Start with Season 2, it's also much fun!
Yeah, that's probably what I'll do. I just...wanted to whine. About something kind of trivial.
You know what's weird? Riding the elevator up to the psych clinic with your old boss. Wanna know what's weirder? Having her chat with you, but not show any kind of evidence that she knows you. And I know she recognized me. It was just weird.
Wanna know what's weirder? Having her chat with you, but not show any kind of evidence that she knows you.
Heh, I responded to this elsewhere, but didn't know that she talked to you. I bet it's still because she is not real accepting of having to be there herself.
ION, LUSH TRIP!!!!
I allowed myself to be upsold on the American Cream conditioner. Double the amount for like 30% more. I got Tom his Celestial. I (wo)manfully resisted The Emperor of Ice Cream and King of Skin.
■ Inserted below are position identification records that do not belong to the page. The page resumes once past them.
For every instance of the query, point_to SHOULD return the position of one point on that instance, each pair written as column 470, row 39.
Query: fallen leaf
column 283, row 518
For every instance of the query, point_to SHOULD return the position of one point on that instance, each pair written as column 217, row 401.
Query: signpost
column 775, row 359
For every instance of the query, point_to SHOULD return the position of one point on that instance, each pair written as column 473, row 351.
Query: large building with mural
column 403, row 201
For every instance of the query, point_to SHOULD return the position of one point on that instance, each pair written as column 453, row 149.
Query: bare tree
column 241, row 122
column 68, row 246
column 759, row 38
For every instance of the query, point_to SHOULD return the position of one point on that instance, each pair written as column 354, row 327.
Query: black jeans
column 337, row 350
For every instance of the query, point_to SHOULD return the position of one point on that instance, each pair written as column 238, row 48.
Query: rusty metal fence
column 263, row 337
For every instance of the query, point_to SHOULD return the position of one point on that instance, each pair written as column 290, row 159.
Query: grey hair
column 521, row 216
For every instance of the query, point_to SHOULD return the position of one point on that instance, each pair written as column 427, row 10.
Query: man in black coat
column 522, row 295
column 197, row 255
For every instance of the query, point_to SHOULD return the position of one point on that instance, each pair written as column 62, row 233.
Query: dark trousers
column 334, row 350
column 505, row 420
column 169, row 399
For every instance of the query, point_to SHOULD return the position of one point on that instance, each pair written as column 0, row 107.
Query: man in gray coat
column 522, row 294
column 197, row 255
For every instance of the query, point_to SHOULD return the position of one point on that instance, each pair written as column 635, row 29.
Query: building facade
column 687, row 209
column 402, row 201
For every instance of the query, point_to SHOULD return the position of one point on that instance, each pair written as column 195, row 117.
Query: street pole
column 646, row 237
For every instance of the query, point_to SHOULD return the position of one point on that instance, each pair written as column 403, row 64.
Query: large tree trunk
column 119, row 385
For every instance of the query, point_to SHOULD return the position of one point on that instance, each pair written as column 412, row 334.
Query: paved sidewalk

But I indulged in a brick of Caca Rouge! Henna weekend!
Any tips? I've never done it before.
Also, I got a goodie bag with 3 items I assume are discontinued since I cannot find any sign of them in the current catalogue. The bubble bar is BRIGHT DAY-GLO florescent pink; the bath bomb is a small one, very, very pale blueish green. The soap is a magenta purple one, translucent in nature. Ring any bells?
Oh, Nora! How fun! I need more Lush goodies. I used my last bath bomb the other night.
Oooh, drool-worthy. LA Weekly rates the top 20 Italian restaurants in Los Angeles in scrupulous and scrumptious detail
Angelo Auriano’s food at Valentino is as far from home cooking as any French chef’s: complicated little packets of handkerchief pasta folded around ragouts of braised capon, veal and quail; a delicate risotto, perfectly all’onda, stirred with crunchy minced apple and a pair of tiny veal kidneys; dime-size Mediterranean octopuses in a chile-tinged broth that resonates against the acidity of cold Ligurian wine
or...
Il Moro, which recently transformed itself from a better-than-average office-building restaurant to a center of Bolognese cuisine, may be the only place in Los Angeles where you can taste the cooking of the region — the tiny, meat-stuffed cappelletti floating in a deep-yellow capon broth, the baked lasagna enriched with a wheelbarrowful of bechamel, the house-made pasta, alive under the teeth, buried under an ultradense sauce fashioned from tomatoes and minced pigeon.
Happy birthday, Suzi!
"people have custody battles over dogs when they divorce, and we don't want to get sued if this is a dognapping"
So many women don't change their last name back that it's not much of a prevention.
Hey, I've been to one of those Italian restaurants. Pretty much because it was near krav, so no one would need directions. Very tasty, and great gimlet. Il Moro, whose review Hec quoted above.